Book review: Chinese spy novel French Concession delivers in the end

As a reader you want to like Xiao Bai's book, but it is a struggle to read

I wanted to like French Concession - it promised everything you want in a good summer read: a tale of espionage and international intrigue, peopled with criminals, femme fatales, revolutionaries and spies. What's not to like about a Chinese-French photographer with a Russian lover who moonlights as an arms dealer?

And yet the novel is a struggle to read, particularly the first third. Instead of whisking you away to 1930s Shanghai, you are left struggling with the complexities of the plot.

Good things are expected of this debut novel, since HarperCollins paid US$60,000 for the English copyright. This is a significant amount in the literary world, particularly for a Chinese novel - they are notoriously difficult to sell to the West. But there's more to a novel than an exciting plot and edgy characters - the language has to spin a web and draw you in so that you get lost in the action.
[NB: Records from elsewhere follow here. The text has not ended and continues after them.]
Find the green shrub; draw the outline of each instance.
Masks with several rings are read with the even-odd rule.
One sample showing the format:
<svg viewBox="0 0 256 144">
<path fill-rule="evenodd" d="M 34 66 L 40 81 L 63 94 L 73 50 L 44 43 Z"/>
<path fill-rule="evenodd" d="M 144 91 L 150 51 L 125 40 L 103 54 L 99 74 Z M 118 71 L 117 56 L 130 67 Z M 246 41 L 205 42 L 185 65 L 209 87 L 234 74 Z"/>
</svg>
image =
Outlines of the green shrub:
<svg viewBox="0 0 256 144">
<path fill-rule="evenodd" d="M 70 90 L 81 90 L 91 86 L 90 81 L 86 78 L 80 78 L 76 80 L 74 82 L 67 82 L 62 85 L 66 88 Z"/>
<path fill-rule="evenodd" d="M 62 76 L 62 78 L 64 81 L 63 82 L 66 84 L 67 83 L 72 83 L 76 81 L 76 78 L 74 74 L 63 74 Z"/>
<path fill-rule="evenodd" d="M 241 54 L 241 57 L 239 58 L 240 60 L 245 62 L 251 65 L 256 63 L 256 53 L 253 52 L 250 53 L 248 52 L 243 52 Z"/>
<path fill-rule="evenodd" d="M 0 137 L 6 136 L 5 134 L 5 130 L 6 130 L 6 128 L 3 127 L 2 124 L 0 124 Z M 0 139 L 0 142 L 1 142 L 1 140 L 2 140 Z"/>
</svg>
The story begins with a ship sailing from Hong Kong to Shanghai. Hsueh, a photographer travelling with his Russian lover, Therese, notices a beautiful woman and takes a few snaps of her. When they reach Shanghai, an important official travelling on the ship is assassinated and that beautiful woman - who we learn was the official's wife - disappears. Soon afterwards, Hsueh is arrested and drawn into a plot involving the police, politicians and criminals. In the midst of all this, Hsueh learns that his Russian lover is an arms dealer supplying Shanghai gangsters.

Complex plots are good, but when it feels like hard work following the action, it's no fun. It doesn't help that many of the characters have multiple identities and keep shifting allegiances.
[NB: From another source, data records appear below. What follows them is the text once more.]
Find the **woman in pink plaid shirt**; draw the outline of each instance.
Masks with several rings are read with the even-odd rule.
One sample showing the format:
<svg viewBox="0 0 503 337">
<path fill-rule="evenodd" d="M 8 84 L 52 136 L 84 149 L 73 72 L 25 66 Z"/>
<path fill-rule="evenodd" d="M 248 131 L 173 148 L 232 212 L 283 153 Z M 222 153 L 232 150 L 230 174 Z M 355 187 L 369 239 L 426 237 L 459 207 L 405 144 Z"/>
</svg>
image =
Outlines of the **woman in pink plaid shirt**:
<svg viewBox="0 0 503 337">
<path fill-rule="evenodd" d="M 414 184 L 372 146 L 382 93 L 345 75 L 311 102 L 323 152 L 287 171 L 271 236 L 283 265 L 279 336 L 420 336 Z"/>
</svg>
Some of the problems may be down to the translation, which is so clunky in places that you stumble over awkward word choices. And some of it is also the narrative style - in particular there are places where it isn't clear whether the action is a flashback or happening in the present.

The characters aren't the sort that you grow to love. Exciting and mysterious they may be, but you don't have the sense of their development or getting to know them on a deeper level; they are just there to drive the plot.

We are told early on that "Hsueh never let himself think too hard about ethics, consequences, the meaning of life or things like that". That may sound like the super-cool composure you'd expect of a noir novel's leading man, but it winds up just feeling empty. For all the sex and violence, there's no real passion.

The pace picks up in the second half. Once you have worked out who is who and what's going on in this very complex plot, there are sections where the writing is smooth and Xiao Bai evokes an atmosphere of mystery and intrigue.

If you are willing to persevere, French Concession does deliver in the end, but do we really want to work that hard for our fiction?